Intermediate database are written in build/par-rundir between each step of the par action, and can be restored in an interactive Innovus session as desired for debugging purposes.

Timing reports are found in build/par-rundir/timingReports. They are gzipped text files.

gdspy can be used to view the final layout, but it is somewhat crude and slow (wait a few minutes for it to load):

./view_gds.py build/chipyard.harness.TestHarness.TinyRocketConfig/par-rundir/ChipTop.gds

By default, this script only shows the M2 thru M4 routing. Layers can be toggled in the layout viewer’s side pane and view_gds.py has a mapping of layer numbers to layer names.

5.7.5.5. DRC & LVS

To run DRC & LVS, and view the results in Calibre:

make drc CONFIG=TinyRocketConfig
./build/chipyard.harness.TestHarness.TinyRocketConfig-ChipTop/drc-rundir/generated-scripts/view-drc
make lvs CONFIG=TinyRocketConfig
./build/chipyard.harness.TestHarness.TinyRocketConfig-ChipTop/lvs-rundir/generated-scripts/view-lvs

Some DRC errors are expected from this PDK, as explained in the ASAP7 plugin readme. Furthermore, the dummy SRAMs that are provided in this tutorial and PDK do not have any geometry inside, so will certainly cause DRC errors.

5.7.5.6. Simulation

Simulation with VCS is supported, and can be run at the RTL- or gate-level (post-synthesis and post-P&R). The simulation infrastructure as included here is intended for running RISC-V binaries on a Chipyard config. For example, for an RTL-level simulation:

make sim-rtl CONFIG=TinyRocketConfig BINARY=$RISCV/riscv64-unknown-elf/share/riscv-tests/isa/rv32ui-p-simple

Post-synthesis and post-P&R simulations use the sim-syn and sim-par make targets, respectively.
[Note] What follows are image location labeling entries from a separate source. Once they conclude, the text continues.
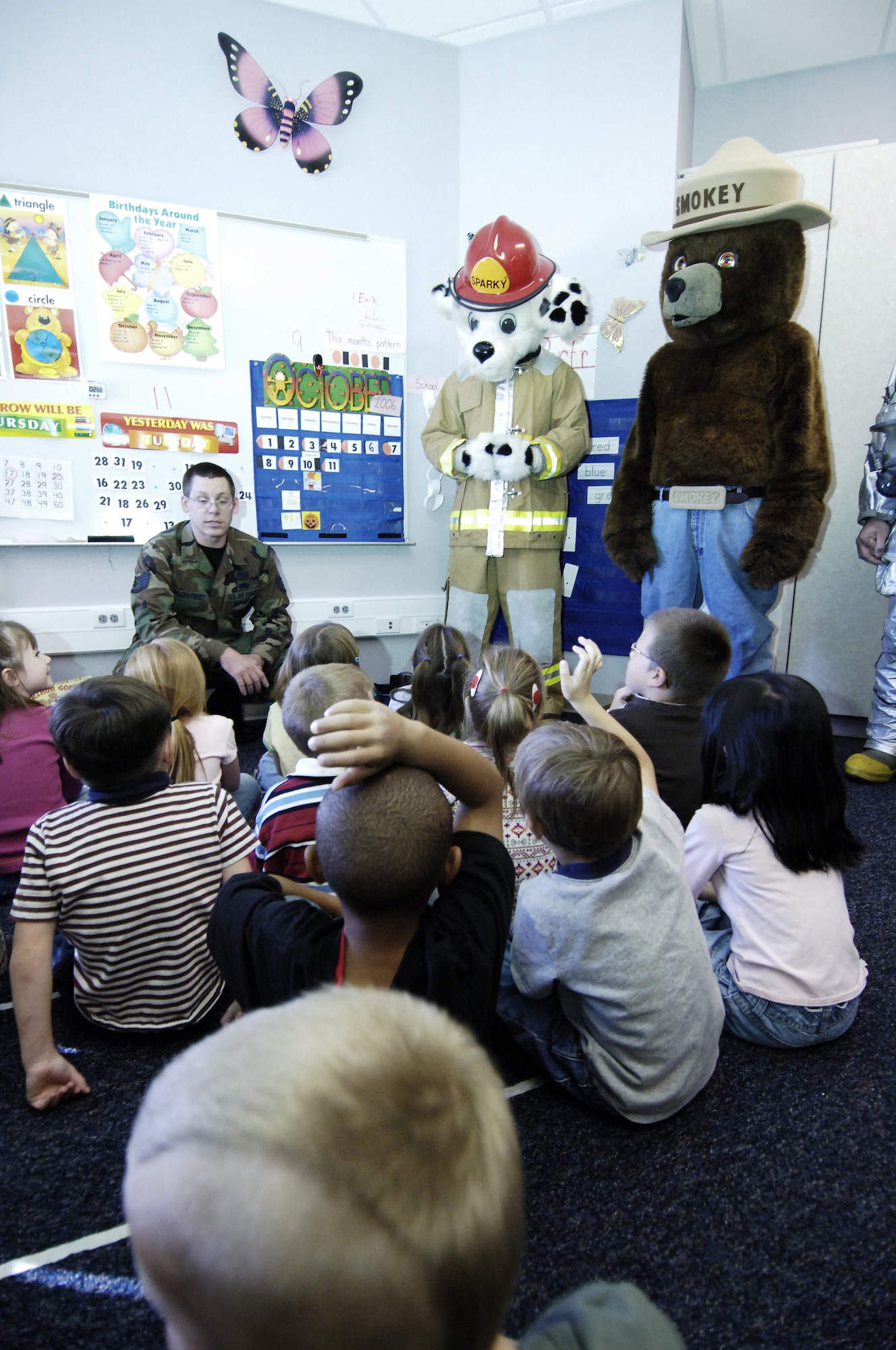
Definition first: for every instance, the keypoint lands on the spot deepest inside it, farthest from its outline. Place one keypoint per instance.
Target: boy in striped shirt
(129, 877)
(285, 821)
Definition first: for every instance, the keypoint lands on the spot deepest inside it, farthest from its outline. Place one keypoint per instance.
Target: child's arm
(48, 1077)
(577, 688)
(366, 738)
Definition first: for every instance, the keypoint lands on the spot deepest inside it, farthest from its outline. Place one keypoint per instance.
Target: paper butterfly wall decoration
(621, 308)
(285, 119)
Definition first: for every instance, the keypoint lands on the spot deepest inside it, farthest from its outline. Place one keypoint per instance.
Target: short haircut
(204, 470)
(694, 650)
(322, 645)
(314, 691)
(341, 1172)
(384, 842)
(111, 728)
(584, 785)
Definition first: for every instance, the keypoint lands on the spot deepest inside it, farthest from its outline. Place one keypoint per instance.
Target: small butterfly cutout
(621, 308)
(285, 119)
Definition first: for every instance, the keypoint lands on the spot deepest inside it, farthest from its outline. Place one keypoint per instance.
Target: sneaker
(868, 769)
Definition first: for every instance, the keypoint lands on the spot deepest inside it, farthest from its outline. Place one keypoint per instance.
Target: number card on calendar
(37, 489)
(329, 452)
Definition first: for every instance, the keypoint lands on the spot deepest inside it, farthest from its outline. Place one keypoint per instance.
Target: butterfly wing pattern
(258, 129)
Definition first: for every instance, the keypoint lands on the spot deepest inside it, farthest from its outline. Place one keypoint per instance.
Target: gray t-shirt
(632, 970)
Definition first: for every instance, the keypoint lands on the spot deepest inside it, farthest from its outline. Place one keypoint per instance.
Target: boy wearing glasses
(679, 658)
(198, 581)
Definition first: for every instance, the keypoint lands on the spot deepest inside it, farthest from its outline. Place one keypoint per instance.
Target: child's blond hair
(504, 701)
(176, 672)
(314, 691)
(14, 639)
(341, 1172)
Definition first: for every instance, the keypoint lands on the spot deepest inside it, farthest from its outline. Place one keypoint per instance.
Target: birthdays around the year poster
(37, 489)
(40, 307)
(327, 446)
(157, 283)
(140, 464)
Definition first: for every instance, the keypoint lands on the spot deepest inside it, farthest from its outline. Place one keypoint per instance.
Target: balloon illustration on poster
(156, 271)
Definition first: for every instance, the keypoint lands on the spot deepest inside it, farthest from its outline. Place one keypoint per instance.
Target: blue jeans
(543, 1031)
(267, 773)
(698, 562)
(762, 1021)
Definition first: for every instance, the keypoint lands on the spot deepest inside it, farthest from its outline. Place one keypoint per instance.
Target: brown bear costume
(735, 403)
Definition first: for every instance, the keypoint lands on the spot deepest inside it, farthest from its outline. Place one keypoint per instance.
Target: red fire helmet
(504, 267)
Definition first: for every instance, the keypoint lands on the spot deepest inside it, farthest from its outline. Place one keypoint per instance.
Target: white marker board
(284, 290)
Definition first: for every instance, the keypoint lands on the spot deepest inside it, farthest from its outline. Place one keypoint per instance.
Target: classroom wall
(832, 106)
(153, 114)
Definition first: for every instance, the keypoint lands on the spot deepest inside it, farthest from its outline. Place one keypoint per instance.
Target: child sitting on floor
(437, 693)
(33, 777)
(681, 655)
(503, 705)
(774, 842)
(343, 1172)
(129, 877)
(608, 982)
(285, 823)
(385, 844)
(204, 746)
(322, 645)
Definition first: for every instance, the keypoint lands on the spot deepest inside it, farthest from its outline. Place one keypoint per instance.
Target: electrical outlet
(109, 618)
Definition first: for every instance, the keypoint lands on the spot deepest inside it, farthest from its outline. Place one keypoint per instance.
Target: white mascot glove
(493, 457)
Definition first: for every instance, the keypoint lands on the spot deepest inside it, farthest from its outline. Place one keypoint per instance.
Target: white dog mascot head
(504, 300)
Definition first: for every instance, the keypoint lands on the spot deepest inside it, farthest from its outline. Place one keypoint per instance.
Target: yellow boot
(870, 769)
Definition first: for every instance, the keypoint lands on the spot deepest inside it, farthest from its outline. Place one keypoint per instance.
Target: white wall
(832, 106)
(156, 117)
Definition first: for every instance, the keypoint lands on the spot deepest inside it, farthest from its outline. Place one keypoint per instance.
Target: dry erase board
(283, 290)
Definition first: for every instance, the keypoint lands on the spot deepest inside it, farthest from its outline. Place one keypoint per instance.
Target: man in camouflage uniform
(198, 583)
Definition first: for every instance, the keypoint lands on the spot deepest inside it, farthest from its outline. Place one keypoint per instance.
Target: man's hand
(360, 736)
(577, 685)
(621, 699)
(52, 1081)
(872, 541)
(249, 672)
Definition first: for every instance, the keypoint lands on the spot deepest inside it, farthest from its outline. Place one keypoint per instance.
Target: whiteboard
(285, 290)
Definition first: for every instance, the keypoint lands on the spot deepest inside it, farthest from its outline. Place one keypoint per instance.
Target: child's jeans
(762, 1021)
(543, 1031)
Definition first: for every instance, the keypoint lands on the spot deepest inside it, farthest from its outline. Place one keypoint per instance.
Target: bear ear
(569, 307)
(443, 299)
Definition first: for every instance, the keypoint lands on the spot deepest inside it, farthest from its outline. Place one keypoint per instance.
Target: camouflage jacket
(176, 595)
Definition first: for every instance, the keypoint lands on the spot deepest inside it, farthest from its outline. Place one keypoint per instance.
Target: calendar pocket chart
(327, 446)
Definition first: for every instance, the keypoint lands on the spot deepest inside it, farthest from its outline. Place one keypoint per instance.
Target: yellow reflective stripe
(553, 466)
(447, 461)
(527, 522)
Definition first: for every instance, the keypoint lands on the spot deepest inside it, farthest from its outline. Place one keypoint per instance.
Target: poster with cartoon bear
(157, 283)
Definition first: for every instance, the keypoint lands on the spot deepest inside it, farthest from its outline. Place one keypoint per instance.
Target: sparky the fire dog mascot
(509, 425)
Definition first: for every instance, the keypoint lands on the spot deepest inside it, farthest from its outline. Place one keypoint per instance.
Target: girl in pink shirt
(773, 840)
(33, 777)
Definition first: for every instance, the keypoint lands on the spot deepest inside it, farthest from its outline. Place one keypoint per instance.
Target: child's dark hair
(768, 750)
(441, 664)
(111, 728)
(694, 650)
(384, 843)
(584, 786)
(504, 700)
(322, 645)
(14, 641)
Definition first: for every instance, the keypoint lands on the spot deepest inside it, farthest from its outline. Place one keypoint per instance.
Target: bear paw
(491, 457)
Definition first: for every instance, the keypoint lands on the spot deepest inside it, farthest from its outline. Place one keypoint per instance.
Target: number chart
(329, 452)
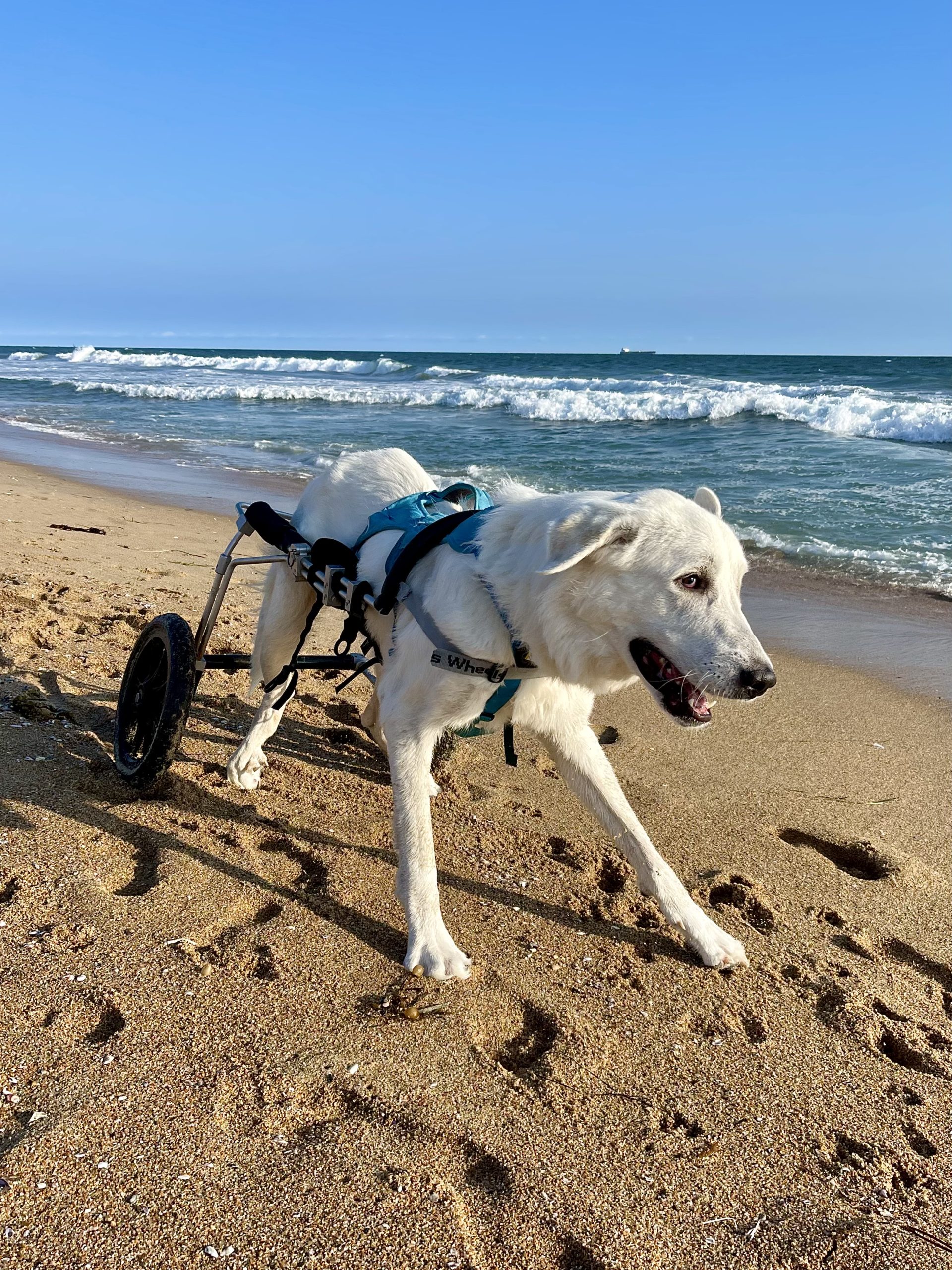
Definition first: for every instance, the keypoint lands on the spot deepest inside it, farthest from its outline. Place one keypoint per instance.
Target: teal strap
(502, 698)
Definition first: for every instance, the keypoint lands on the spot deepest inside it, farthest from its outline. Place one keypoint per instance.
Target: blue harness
(413, 513)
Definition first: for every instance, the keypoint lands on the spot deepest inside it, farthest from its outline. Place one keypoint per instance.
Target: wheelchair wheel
(154, 700)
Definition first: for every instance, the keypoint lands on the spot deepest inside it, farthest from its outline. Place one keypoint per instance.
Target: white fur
(581, 577)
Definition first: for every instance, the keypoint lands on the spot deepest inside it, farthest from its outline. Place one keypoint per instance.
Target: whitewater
(833, 463)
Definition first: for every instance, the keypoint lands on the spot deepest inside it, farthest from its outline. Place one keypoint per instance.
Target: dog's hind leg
(587, 771)
(370, 719)
(285, 610)
(429, 943)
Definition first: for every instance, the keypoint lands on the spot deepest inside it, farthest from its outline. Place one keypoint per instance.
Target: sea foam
(846, 411)
(89, 355)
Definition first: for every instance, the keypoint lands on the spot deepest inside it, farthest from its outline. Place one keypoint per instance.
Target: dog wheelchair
(168, 661)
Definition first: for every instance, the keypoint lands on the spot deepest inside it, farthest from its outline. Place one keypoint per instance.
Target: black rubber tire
(154, 700)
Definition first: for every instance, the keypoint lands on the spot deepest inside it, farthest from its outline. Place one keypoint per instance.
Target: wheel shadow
(97, 795)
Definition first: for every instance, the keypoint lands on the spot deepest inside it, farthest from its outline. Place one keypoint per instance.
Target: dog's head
(655, 582)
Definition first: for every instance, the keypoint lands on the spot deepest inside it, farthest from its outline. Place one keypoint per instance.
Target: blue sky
(543, 177)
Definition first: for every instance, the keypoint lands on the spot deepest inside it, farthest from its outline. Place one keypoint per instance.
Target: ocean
(837, 464)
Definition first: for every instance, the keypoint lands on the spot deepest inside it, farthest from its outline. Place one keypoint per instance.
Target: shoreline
(197, 1047)
(899, 634)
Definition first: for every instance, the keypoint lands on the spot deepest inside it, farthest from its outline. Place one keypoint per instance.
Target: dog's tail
(285, 607)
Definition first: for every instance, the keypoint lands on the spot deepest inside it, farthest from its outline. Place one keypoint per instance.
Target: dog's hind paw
(438, 955)
(716, 948)
(245, 769)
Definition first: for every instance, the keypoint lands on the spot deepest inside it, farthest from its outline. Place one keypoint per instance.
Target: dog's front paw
(438, 955)
(716, 948)
(245, 767)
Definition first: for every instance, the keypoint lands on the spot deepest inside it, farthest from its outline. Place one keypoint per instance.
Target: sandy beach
(194, 1062)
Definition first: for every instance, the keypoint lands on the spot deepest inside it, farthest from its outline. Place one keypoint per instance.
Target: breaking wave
(89, 355)
(844, 411)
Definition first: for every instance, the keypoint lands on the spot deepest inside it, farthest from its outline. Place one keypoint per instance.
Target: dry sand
(193, 1062)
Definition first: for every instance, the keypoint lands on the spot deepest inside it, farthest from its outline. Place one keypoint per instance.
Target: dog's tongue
(700, 706)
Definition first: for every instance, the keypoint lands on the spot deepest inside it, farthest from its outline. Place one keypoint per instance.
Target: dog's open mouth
(679, 697)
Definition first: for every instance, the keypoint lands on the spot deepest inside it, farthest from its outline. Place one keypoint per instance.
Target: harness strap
(419, 545)
(325, 552)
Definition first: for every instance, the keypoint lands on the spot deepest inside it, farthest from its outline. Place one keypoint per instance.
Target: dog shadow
(97, 795)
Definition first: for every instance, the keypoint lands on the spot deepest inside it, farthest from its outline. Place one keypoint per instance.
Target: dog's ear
(706, 498)
(584, 531)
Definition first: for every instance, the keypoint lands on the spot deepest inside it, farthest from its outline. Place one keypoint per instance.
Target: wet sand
(194, 1060)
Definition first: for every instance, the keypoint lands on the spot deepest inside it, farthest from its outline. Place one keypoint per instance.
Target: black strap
(353, 623)
(272, 527)
(413, 553)
(327, 552)
(291, 668)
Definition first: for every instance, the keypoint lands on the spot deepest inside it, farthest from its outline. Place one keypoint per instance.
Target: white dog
(601, 587)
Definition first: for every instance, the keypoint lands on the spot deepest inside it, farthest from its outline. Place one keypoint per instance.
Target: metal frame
(334, 590)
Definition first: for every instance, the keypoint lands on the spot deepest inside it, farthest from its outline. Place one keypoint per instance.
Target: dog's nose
(757, 680)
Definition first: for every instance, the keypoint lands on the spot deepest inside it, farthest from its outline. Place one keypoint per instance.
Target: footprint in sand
(747, 897)
(857, 859)
(577, 1257)
(93, 1019)
(525, 1053)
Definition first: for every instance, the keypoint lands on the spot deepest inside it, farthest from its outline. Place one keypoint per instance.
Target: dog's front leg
(591, 776)
(429, 943)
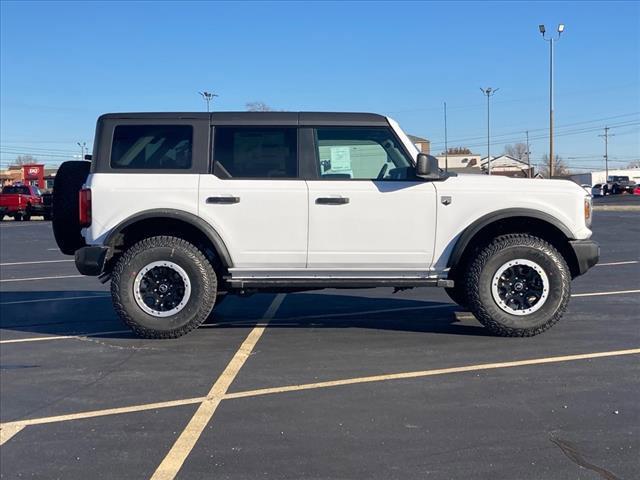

Appending -debug and -debug-timing to these make targets will instruct VCS to write a SAIF + FSDB (or VPD if the USE_VPD flag is set) and do timing-annotated simulations, respectively. See the sim.mk file for all available targets.

5.7.5.7. Power/Rail Analysis

Post-P&R power and rail (IR drop) analysis is supported with Voltus:

make power-par CONFIG=TinyRocketConfig

If you append the BINARY variable to the command, it will use the activity file generated from a sim-<syn/par>-debug run and report dynamic power & IR drop from the toggles encoded in the waveform.

To bypass gate-level simulation, you will need to run the power tool manually (see the generated commands in the generated hammer.d buildfile). Static and active (vectorless) power & IR drop will be reported.